# Need to vent!!



## MummyPea (Jun 11, 2012)

I could scream this evening!

We've just met the FF & SW for a little blue whose details we were giving last week. And we still don't actually know what is going on! 

Both of them were so standoffish. We felt as if they hadn't actually read our PAR. They focused in on the fact we don't drive, and actually made us feel guilt that we don't which is stupid. They had brought pictures of LO but weren't willing to show us them until they had made a decision. 

Hubby and I feel more upset coming out of that meeting then we did throughout any of our home study sessions. Won't know until tomorrow what is going on!

LO is from a neighbouring LA (one we almost used) who are notoriously strict about who they take through as adopters. I think if this link doesn't happen, then we'll say no to going through them again as they made us feel horrid!

The worse thing is, little blue sounds perfect for us and our family. They were talking about him and he sounds like a wonderful little boy.

Another stormy day on planet adoption!!!


----------



## Sq9 (Jan 15, 2013)

Hope you get the news you deserve tomorrow xxx


----------



## MummyElf (Apr 11, 2013)

JesP - hugs, tea and sympathy.

When we got linked to our LO, the first visit with LO's SW and her manager was tough - the manager was, frankly, an absolute cow on a power trip. She made us feel as small as possible and throughout made it clear that they had the power with comments like 'IF we decide to place'. She made out she knew LO but hadn't even met her and couldn't remember her name at the second meeting! Fast forward to the planning meeting on the second day of contact we met her again and she has changed her tune and was fairly nice. But she made the initial meeting where we were so nervous (and they'd kept us hanging for weeks already) so hard....then to top it all, being hugely overweight, asked to use the bathroom and broke the toilet seat. Insult to injury! 

We just made all the right noises, nodded like nodding dogs, and said what they wanted to hear. 

I hope tomorrow brings you great news about little blue xx


----------



## Starmaker73 (Jun 28, 2013)

Good luck for tomorrow, JesP.  How horrible of them to make you feel so bad.


----------



## Mummy DIY Diva (Feb 18, 2012)

What muppets it's a total lack of skills. You can make these things as awful as possible but it is in no one's interest.  Sw obviously just doesn't have the skills to help put people at ease so is horrible instead x x


----------



## Flash123 (Jan 29, 2006)

Jesp, I'm so sorry you have had to endure this unacceptable and simply awful experience. Hoping that today they behave in the professional manner in which they should have and you get the news you desire.

Our lo was also from a neighbouring la.

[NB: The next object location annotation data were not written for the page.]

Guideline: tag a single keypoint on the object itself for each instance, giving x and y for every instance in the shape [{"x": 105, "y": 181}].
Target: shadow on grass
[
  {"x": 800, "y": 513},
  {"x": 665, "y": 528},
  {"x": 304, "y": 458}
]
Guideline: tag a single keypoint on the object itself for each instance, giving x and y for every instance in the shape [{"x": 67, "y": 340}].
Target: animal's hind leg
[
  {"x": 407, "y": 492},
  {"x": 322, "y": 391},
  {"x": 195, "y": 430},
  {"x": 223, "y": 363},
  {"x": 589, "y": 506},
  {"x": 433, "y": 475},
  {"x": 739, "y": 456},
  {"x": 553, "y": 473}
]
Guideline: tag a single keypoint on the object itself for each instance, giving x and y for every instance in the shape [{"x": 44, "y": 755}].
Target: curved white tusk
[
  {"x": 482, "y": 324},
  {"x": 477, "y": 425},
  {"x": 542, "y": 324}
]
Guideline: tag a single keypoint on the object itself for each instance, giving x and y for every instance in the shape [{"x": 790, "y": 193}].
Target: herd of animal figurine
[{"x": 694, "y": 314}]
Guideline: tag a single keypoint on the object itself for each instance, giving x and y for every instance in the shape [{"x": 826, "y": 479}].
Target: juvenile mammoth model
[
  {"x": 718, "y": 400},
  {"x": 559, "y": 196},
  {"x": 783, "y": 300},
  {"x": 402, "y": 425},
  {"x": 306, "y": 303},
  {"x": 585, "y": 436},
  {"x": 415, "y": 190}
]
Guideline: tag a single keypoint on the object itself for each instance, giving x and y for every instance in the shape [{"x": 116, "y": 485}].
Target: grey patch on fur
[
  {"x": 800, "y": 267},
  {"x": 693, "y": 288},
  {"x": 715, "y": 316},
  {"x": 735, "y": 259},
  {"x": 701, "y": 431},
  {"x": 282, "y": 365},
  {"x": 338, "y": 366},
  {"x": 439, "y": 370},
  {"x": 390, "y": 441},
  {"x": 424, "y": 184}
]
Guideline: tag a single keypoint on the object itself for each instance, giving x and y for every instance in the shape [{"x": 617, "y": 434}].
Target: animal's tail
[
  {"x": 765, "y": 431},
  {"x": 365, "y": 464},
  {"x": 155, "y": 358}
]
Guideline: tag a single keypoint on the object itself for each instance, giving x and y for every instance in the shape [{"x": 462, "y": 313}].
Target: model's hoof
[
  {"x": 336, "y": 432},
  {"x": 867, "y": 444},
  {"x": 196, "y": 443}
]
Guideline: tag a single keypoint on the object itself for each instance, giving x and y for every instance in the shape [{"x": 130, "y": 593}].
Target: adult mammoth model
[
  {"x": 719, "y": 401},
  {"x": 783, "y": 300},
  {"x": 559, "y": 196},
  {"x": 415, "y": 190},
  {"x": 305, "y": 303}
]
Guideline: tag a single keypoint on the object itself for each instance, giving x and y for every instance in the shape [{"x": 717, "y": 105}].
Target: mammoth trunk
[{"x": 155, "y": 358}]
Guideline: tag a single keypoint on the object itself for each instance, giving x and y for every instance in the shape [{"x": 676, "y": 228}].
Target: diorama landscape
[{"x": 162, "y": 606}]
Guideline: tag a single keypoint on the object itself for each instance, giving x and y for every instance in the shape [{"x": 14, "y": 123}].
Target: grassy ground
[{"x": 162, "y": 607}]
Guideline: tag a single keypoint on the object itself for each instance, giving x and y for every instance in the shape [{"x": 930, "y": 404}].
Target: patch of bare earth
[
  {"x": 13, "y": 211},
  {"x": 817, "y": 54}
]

Our sw had worked with them previously and when she told us about him she said "he's a gift, it's just a shame he's from ****". On many occasions she warned us about them which is shocking. The la we went with were outstanding, if 1 can be they all can be. Especially when you consider this could understanderbly  put you off considering them for a potential match and a lo could potentially lose a forever family. X


----------



## MummyPea (Jun 11, 2012)

Thank you for the replies!

A good night of sleep has made me feel less upset and angry.

We are very lucky that our SW is such a gem. She got quite cross once the FF & SW had left as she's very protective of us.

She's going to be speaking to the FF between 9-9.30am but I don't know if that's when we'll find out what's happening.

Wish us luck!


----------



## -x-Lolly-x- (Feb 3, 2012)

Masses of love and luck


----------



## skyblu (Sep 9, 2010)

Good luck today hun. thinking of you.  

Skyblu.xxxx


----------



## crazyspaniel (Sep 12, 2012)

Good luck, hope you hear something soon x


----------



## MummyPea (Jun 11, 2012)

Omg! How much stress do they want us to deal with? !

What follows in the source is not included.